FDA warns against eating or selling certain oysters because of infections

The FDA has warned about certain oysters harvested in Canada and sold in the United States because two people have become infected with Campylobacter jejuni.

On Dec. 18, the Utah Shellfish Authority notified the Food and Drug Administration of two cases of Campylobacter connected to consumption of oysters from British Columbia, Canada. The FDA has notified the Canadian Food Inspection Agency (CFIA) of the illnesses, and the CFIA is investigating.  The two patients consumed oysters in Utah and Wisconsin, and the FDA is coordinating with the CFIA and state authorities to determine if any additional distribution occurred.

The FDA is awaiting further information from the CFIA on the distribution of the oysters and will continue to monitor the investigation and help state authorities as needed.

The FDA is advising restaurants and food retailers not to serve or sell and to dispose of oysters and consumers not to eat oysters from Pacific Oyster Fanny Bay, harvested on Nov. 8 from harvest area BC 14- 8 with Landfile # 1402294 and Oyster Malaspina Live, harvested on Nov. 9 from harvest area BC 14-8 with Landfile # 278761 and shipped to distributors in Utah and Wisconsin.

Oysters contaminated with Campylobacter jejuni can cause illness if eaten raw and potentially life-threatening illness in people with compromised immune systems.
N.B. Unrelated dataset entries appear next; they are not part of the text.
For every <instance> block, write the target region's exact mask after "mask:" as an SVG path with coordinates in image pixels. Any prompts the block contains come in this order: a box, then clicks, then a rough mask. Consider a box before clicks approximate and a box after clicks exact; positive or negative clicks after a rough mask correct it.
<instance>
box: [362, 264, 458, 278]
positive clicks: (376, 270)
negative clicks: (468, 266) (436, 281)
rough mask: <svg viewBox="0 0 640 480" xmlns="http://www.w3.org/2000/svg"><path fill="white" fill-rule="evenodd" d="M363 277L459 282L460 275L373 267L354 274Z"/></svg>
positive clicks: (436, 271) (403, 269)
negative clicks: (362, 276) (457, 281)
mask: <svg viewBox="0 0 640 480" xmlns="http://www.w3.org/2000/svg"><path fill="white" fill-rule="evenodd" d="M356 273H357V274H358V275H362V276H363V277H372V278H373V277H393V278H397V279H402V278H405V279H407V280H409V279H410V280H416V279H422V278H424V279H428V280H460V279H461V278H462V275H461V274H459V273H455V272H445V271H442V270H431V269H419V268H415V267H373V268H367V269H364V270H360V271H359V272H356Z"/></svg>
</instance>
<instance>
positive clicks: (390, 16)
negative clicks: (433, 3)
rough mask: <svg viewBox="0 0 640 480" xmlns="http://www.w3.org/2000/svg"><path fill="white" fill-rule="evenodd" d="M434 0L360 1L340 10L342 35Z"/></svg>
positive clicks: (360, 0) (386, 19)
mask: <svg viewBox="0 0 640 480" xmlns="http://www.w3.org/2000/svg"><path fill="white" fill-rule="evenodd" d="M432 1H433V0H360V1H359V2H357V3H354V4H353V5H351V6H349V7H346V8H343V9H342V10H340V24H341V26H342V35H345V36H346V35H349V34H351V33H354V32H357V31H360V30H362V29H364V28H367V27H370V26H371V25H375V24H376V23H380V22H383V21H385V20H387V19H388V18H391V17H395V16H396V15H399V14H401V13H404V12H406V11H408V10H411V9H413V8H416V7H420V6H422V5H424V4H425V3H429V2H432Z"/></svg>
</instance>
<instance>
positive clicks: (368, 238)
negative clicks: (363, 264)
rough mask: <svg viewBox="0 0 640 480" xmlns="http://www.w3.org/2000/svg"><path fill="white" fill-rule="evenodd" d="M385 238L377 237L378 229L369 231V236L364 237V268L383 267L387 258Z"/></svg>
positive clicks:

Food containing Campylobacter jejuni may look, smell, and taste normal. Consumers of these products experiencing symptoms of illness should contact their healthcare provider and report their symptoms to their local Health Department.

People with Campylobacter infection usually have diarrhea (often bloody), fever, and stomach cramps. Nausea and vomiting may accompany the diarrhea. These symptoms usually start 2 to 5 days after the person ingests Campylobacter and last about one week.

Sometimes, Campylobacter infections cause complications, such as irritable bowel syndrome, temporary paralysis, and arthritis.

In people with weakened immune systems, such as those with a blood disorder, with AIDS, or receiving chemotherapy, Campylobacter occasionally spreads to the bloodstream and causes a life-threatening infection.